Elasticsearch: Elasticsearch fails to start with selinux enforcing

Created on 9 Jan 2017  Â·  20Comments  Â·  Source: elastic/elasticsearch

Elasticsearch version:
5.1.1

Plugins installed:
None

JVM version:
openjdk version "1.8.0_111"

OS version:
Fedora 25

Description of the problem including expected versus actual behavior:
When selinux is enforcing, elasticsearch fails to start on Fedora. This is solved by setting it to permissive, but obviously that is not a good solution. The expected behaviour is that it works properly with selinux enabled.

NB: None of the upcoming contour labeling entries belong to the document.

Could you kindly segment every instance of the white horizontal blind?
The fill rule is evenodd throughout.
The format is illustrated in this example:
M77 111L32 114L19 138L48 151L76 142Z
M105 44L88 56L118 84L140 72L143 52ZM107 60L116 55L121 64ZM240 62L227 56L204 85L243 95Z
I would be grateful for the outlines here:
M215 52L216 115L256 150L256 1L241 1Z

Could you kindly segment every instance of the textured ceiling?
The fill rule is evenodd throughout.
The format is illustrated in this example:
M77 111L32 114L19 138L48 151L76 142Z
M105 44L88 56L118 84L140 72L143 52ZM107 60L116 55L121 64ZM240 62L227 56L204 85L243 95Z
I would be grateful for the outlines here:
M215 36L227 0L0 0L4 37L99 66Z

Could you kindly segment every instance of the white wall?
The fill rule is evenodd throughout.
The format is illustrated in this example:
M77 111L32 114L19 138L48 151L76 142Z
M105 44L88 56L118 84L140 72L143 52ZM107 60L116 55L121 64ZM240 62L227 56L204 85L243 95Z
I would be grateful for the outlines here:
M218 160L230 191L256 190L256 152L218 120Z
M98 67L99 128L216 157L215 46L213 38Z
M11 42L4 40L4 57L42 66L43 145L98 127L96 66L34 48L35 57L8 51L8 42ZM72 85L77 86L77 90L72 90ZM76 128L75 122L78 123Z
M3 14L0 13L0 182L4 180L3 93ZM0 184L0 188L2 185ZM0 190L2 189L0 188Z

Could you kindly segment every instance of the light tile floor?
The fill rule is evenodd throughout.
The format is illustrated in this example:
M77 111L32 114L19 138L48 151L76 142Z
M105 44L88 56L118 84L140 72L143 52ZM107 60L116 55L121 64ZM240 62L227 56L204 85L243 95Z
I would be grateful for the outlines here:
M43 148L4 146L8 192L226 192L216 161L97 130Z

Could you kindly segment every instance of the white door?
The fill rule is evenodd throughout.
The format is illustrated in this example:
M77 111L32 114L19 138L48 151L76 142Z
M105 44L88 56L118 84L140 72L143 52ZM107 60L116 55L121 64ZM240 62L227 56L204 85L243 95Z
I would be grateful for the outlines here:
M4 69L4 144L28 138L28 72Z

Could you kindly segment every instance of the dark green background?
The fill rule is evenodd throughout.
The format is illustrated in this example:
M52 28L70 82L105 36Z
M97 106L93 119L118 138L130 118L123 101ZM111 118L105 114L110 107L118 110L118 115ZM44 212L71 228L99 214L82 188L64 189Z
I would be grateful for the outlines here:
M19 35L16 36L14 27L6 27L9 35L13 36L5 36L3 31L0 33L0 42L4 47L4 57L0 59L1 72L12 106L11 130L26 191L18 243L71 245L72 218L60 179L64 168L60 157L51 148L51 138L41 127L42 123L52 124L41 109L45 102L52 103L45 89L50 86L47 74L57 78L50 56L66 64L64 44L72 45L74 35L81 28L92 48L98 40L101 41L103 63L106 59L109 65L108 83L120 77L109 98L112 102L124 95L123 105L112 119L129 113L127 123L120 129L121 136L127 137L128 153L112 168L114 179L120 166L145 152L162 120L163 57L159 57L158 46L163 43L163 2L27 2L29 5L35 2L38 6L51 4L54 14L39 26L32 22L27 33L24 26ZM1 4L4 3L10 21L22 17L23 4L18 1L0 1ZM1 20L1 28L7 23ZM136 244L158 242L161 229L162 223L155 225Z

No denials are logged to the audit log.

Steps to reproduce:

  1. Install Elasticsearch from the elastic.co repository
  2. Attempt to start it with selinux enabled
  3. Fail

Provide logs (if relevant):
Journal: Jan 08 22:07:04 lf-logs elasticsearch[11529]: Exception: java.security.AccessControlException thrown from the UncaughtExceptionHandler in thread "Thread-3"

feedback_needed

All 20 comments

can you provide the full stacktrace or the entire log that you see.

I run with no issues on Fedora 25 with SELinux enabled and enforcing. So as @s1monw requested, we will need more information here. Are you using a custom policy or the default policy? What led you to discover that SELinux is the issue? Can you share your mount options for /tmp?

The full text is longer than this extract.